In the introduction to A Little Anthology of Surrealist Poems, a work he completed as a Columbia University undergraduate in 1968, Paul Auster writes, “Translation, then, was more than just a literary exercise. It was a first step toward breaking free of the shackles of myself, of overcoming my own ignorance. You must change your life. Perhaps. Back then, it was more a question of searching for a life, of trying to invent a life I could believe in . . . “ Auster selected nine formidable artists to translate from the French including André Breton and Paul Éluard. Some of the charm of reading these twenty-five poems, re-published by Rain Taxi, may be in tasting the selections made by the young Auster: part period piece and part refresher course in the surrealists’ trademark sleight of hand. Examples include Robert Desnos’s use of nouns as verbs as in: “I gull,” “her glance that rivered toward me,” “You pitch-pine with a pretty vase,” “the stairway that libraries.” We think of grammar as place holders for meaning, our scaffolding to understanding. Desnos dismantles the grammatical givens to recreate a language for a made-up world. “Black Veins,” by Hans Arp, closes the collection with “my poor dreams have lost their wings/my poor dreams have lost their flames/they tie their elbows/to the casket of my heart/and dream of gray crumbs.” Arp’s inclusion reminds us of the surrealist synergy between text and image – visual artists writing poems, poets making art. Over thirty-five years after their first publication (1972, Siamese Banana Press, NY) we, like Auster, may find a timely political resonance in the work of these writers. Consider, for example, this line by Éluard: “I speak the truth without saying it.”

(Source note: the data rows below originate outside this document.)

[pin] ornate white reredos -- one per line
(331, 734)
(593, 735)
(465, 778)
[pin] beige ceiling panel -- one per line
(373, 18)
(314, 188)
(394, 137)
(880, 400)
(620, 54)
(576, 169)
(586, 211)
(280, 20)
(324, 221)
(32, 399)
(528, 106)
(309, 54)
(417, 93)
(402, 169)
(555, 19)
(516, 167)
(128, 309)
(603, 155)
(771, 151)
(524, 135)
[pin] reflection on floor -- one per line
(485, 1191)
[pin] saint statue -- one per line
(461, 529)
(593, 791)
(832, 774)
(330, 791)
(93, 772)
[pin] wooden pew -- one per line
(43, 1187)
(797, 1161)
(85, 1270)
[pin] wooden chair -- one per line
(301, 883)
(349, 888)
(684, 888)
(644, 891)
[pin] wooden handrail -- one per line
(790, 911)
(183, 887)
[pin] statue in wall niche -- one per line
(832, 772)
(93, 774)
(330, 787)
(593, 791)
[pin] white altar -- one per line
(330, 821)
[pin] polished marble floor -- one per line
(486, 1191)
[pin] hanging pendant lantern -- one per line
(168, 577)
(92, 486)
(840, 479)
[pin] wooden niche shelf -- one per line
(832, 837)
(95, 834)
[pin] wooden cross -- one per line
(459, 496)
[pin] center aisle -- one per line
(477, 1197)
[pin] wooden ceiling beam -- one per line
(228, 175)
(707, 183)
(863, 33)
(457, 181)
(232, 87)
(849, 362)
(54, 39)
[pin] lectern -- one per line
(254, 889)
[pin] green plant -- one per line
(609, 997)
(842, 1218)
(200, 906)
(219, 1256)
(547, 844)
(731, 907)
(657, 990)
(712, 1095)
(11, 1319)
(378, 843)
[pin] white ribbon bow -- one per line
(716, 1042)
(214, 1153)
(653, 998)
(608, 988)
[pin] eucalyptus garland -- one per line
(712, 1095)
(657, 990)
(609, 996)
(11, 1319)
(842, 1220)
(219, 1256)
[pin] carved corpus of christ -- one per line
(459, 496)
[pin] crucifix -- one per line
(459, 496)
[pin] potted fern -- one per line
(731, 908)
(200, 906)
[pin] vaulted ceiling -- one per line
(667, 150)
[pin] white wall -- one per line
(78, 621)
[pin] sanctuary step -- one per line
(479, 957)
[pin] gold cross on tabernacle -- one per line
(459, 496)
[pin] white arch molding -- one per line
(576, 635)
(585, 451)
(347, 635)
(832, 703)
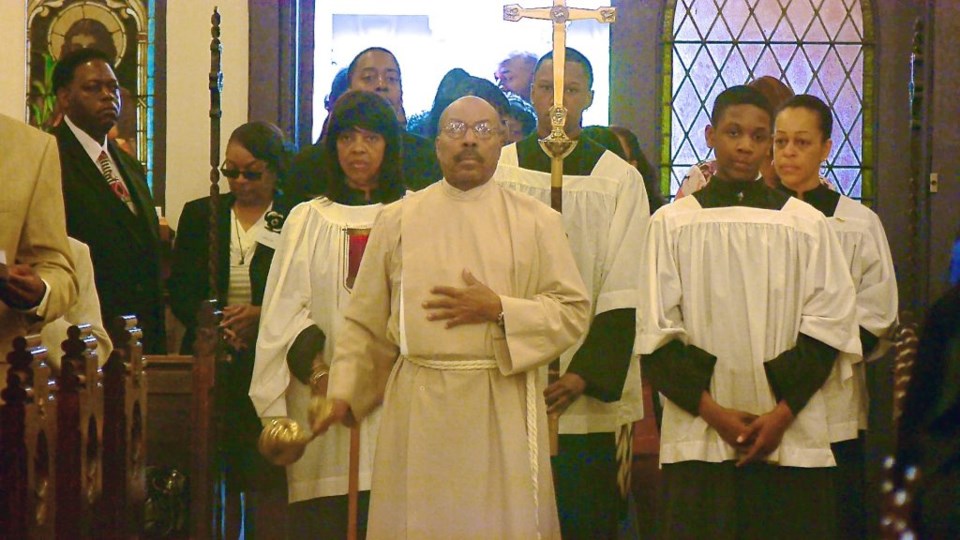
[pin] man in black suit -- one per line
(107, 200)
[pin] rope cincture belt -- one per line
(478, 364)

Sue Carnahan’s Auto Repair serves as a shrewd example of the chapbook as singled-themed venue, twenty-five pages of titled fragments and very short lyrics. With no contents page, the reader steps right into “Grease,” a five-line poem that closes: “When the starter falls it is heavy, I should prepare but I never quite/can, it thumps my chest like a sneeze.” The “auto” (didact) in “Auto Repair” presents an extended metaphor for the speaker’s efforts to fix a failing marriage. Self-repair threads her observations through smaller and smaller openings, creating a taut narrative, subtly told through textual metaphors. Carnahan’s tone, both matter-of-fact and funny coupled with the speaker’s remove, especially at dramatic moments, is both compelling and quelling. Something of Louise Glück’s signature bite echoes through Carnahan’s quiet revelations: the intimate details, the lean naked “truths” of two highly idiosyncratic characters. In “Doctors,” the wife speaks of the husband: “He once made a dentist X-ray his toe instead of his teeth.” In “Foot-pounds,” she considers their marriage: “To prevent over-staying look at the ratio of good years to bad./To prevent over-tightening use a torque wrench.” These poems must be read as one piece. They consistently butt up against what I expect to hear with enough regularity that this reader feels pinched and pushed from beginning to end. There’s nothing “traditional” about these poems, nor this poet. Her toying with language and ideas invites us to read and re-read “Auto Repair,” once for the story, once for the craft, and once for the pleasure of experiencing the marriage of the two.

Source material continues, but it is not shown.